Hal ini jelas jauh berbeda dari beberapa dekade yang lalu. Saya masih ingat sekali waktu masih SD bapak saya harus berlangganan koran untuk mendapatkan informasi penting setiap hari. Sayangnya, media cetak seperti itu punya banyak kelemahan, terutama dari segi real-time information. Berita yang dicetak hari ini adalah peristiwa-peristiwa yang terjadi kemarin atau kemarin lusa. Udah basi, istilahnya.

Manfaat dan Efek Negatif Era Digital

Bertambah Luasnya Lapangan Pekerjaan

Selain membanjirnya informasi, hadirnya media digital juga membawa banyak manfaat. Misalnya saja makin bertambahnya bidang-bidang pekerjaan yang baru, seperti makin menjamurnya e-commerce, beragam bidang pekerjaan berbasis media digital, hingga layanan jasa lainnya.

Kecepatan Arus Informasi

Dengan ponsel pintar, kita bisa mengakses ribuan informasi dengan sangat cepat. Beberapa bahkan ada yang real-time information. Misalnya saja kecelakaan pesawat Sriwijaya Air yang baru saja terjadi. Dalam hitungan menit, informasi tentang hal itu sudah menghiasi headline banyak media online. Tak ketinggalan, media sosial pun ikut meramaikan. Mulai dari kronologis kecelakaan, hingga proses evakuasi yang berlangsung.

Hoaks

Dalam kasus seperti ini, tentu peran media online sangat penting dalam proses penyebaran informasi hingga sampai ke telinga masyarakat. Namun di sisi lain kita juga tak boleh lengah dan harus tetap waspada agar bisa membedakan mana informasi yang valid, dan mana yang tidak. Hal ini penting supaya kita tidak terjebak oleh hoaks alias berita bohong.

Tidak bisa dipungkiri, dalam era digital ini siapa saja bisa membuat dan menyebarkan informasi apapun. Mau itu kaum berpendidikan tinggi, golongan biasa-biasa saja, hingga mereka yang “bukan siapa-siapa” bisa melakukannya. Oleh karena itu, kita sebagai pembacalah yang harus pintar memilih dan memilah informasi yang ada.

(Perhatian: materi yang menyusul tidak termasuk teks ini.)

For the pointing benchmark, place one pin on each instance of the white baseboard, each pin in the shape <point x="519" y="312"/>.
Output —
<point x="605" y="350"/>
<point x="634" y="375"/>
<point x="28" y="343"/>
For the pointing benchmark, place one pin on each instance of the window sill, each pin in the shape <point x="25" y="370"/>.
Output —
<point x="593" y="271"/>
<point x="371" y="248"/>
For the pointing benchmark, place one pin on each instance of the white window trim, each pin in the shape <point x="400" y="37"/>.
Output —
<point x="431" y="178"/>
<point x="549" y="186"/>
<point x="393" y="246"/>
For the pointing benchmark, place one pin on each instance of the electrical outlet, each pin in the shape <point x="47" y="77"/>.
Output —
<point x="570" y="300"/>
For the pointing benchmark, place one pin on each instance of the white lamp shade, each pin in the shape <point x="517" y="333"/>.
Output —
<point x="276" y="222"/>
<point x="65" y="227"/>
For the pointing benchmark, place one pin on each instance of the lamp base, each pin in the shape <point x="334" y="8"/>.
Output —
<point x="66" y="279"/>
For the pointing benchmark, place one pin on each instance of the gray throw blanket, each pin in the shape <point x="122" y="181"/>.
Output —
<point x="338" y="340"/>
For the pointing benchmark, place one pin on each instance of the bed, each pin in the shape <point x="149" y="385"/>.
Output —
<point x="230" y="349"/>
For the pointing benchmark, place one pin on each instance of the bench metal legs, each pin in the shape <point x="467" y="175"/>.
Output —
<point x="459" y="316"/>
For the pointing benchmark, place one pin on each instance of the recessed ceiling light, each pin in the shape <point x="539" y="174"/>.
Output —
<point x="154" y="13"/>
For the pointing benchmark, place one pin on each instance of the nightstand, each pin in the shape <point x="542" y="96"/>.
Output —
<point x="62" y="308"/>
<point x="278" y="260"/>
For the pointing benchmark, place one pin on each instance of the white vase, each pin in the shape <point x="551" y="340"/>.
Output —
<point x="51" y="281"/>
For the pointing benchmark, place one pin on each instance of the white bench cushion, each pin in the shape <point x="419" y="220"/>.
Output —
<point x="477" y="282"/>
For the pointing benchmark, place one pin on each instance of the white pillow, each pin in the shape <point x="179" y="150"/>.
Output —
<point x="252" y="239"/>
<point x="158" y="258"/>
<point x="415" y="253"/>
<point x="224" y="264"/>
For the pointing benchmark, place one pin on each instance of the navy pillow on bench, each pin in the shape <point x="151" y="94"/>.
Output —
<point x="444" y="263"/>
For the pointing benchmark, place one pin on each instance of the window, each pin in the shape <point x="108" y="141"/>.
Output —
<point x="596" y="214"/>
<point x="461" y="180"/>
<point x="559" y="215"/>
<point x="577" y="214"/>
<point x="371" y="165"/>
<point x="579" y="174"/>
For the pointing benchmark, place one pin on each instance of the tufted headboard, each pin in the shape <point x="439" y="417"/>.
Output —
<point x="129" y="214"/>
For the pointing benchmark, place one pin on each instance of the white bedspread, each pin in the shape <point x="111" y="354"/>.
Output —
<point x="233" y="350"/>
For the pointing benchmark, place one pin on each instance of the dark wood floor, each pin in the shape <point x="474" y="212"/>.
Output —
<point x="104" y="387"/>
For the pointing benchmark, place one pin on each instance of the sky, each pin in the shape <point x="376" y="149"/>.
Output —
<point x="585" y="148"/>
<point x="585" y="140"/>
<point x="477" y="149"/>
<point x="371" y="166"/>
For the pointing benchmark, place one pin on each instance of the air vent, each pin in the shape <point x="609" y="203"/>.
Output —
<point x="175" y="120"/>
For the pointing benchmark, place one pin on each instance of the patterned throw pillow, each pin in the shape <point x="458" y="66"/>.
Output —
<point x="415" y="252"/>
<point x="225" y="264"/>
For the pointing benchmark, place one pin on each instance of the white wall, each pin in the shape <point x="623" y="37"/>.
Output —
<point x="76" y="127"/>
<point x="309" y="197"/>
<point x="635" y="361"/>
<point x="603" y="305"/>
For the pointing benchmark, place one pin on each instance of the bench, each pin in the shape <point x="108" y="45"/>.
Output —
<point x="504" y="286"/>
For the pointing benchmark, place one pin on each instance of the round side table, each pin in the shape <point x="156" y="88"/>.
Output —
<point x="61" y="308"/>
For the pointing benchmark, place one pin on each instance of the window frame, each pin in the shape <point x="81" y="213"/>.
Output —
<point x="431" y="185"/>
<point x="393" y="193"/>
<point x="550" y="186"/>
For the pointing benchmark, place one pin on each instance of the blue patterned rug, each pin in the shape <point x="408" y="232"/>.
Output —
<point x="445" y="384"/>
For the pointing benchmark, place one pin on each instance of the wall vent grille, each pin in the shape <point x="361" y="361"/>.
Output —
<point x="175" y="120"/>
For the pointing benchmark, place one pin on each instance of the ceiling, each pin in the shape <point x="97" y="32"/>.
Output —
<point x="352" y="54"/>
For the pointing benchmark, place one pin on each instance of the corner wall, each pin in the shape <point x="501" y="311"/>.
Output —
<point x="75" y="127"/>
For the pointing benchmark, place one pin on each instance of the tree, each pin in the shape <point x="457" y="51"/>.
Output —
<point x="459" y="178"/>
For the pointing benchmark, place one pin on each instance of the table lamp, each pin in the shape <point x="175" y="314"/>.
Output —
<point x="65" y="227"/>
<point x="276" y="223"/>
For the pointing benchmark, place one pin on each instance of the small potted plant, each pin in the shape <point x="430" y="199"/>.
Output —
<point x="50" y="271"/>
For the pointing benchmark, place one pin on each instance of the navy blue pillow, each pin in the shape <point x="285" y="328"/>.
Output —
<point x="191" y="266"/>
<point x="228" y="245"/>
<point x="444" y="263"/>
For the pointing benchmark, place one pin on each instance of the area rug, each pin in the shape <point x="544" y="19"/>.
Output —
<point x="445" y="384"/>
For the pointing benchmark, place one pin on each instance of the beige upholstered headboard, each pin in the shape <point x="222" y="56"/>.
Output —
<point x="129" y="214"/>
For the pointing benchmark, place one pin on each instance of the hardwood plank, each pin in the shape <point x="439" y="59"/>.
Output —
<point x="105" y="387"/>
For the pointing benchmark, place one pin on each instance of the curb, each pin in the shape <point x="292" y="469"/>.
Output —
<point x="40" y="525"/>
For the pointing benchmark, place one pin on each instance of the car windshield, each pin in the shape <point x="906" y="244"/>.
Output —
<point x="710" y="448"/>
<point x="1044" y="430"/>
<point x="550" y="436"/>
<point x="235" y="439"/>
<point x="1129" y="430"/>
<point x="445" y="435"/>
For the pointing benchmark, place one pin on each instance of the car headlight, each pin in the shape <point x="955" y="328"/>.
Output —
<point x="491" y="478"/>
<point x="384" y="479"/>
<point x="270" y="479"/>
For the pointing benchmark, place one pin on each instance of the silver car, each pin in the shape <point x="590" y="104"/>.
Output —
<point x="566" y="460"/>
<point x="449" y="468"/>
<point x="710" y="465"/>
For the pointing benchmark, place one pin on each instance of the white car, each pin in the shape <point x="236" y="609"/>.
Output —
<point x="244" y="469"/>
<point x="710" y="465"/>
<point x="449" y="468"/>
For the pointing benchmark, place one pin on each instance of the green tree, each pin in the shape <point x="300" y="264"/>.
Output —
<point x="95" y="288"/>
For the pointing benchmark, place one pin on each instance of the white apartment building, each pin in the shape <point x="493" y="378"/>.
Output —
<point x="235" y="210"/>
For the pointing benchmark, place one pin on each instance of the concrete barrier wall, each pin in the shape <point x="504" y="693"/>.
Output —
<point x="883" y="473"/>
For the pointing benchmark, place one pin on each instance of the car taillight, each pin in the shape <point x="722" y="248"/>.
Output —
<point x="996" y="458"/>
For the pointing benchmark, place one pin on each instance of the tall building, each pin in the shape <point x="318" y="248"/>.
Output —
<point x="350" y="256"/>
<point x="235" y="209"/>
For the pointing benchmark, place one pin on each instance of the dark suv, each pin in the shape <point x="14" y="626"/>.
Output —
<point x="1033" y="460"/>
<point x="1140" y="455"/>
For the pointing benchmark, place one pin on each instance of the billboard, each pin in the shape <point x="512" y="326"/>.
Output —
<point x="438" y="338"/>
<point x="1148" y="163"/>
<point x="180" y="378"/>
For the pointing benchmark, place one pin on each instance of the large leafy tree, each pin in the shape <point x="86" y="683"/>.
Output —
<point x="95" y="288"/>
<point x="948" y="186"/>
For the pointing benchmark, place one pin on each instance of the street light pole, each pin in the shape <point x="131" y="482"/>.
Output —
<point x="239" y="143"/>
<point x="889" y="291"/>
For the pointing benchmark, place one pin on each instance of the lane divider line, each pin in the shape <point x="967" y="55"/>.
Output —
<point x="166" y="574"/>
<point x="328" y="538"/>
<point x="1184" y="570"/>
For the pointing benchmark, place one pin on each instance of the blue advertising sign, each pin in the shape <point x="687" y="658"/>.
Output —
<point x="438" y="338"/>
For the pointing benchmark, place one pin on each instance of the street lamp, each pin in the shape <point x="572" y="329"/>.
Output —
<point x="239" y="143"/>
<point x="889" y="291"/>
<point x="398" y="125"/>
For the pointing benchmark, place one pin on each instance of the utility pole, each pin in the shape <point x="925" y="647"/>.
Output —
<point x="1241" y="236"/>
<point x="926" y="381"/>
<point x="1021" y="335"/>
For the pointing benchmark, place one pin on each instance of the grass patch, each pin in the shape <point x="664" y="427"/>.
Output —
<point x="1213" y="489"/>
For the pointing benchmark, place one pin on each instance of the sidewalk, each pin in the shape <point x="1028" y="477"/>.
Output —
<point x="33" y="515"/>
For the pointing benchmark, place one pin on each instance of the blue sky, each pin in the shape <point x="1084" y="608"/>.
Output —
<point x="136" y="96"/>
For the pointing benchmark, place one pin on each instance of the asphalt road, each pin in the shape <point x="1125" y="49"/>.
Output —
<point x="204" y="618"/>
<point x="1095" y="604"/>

Provokasi dan Ujaran Kebencian

Tak hanya berita bohong, informasi yang mengepung kita setiap hari juga banyak yang meresahkan. Salah satunya adalah ujaran kebencian. Coba tilik ratusan ribu judul artikel online yang berkeriapan di lautan internet. Berapa banyak di antaranya yang memasang judul yang sangat provokatif, vulgar, dan bisa dengan mudah memantik rasa penasaran pembaca?  Padahal mah, kalau dibaca serius dan sampai tuntas, isinya belum tentu sesuai, bahkan ada pula yang sama sekali tidak membangun.

Hal ini tentu sangat berbahaya dalam konteks masyarakat Indonesia saat ini. Tahu dong, negara kita ini udah terkenal akan minat bacanya yang sangat ngirit. Dilansir dari laman keminfo, Indonesia berada di posisi ke-60 dari 61 negara dalam urusan minat baca, versi Central Connecticut State University pada Maret 2016 lalu.

Inilah yang tampaknya dimanfaatkan oleh sebagian orang untuk mengambil keuntungan. Salah satunya ya dengan pemakaian judul yang hiperbolik, eye catching, dan bikin penasaran tadi itu.

Lho kok bisa? Ya bisa to!

Di negeri yang lebih dari separuh penduduknya adalah pengguna aktif internet ini, sekitar 53 persennya mengaku menggunakan internet untuk mengakses media sosial. Dan seperti yang kita tahu, ada banyak sekali tautan berita yang disebarkan lewat beragam platform media sosial tadi, baik itu valid ataupun tidak.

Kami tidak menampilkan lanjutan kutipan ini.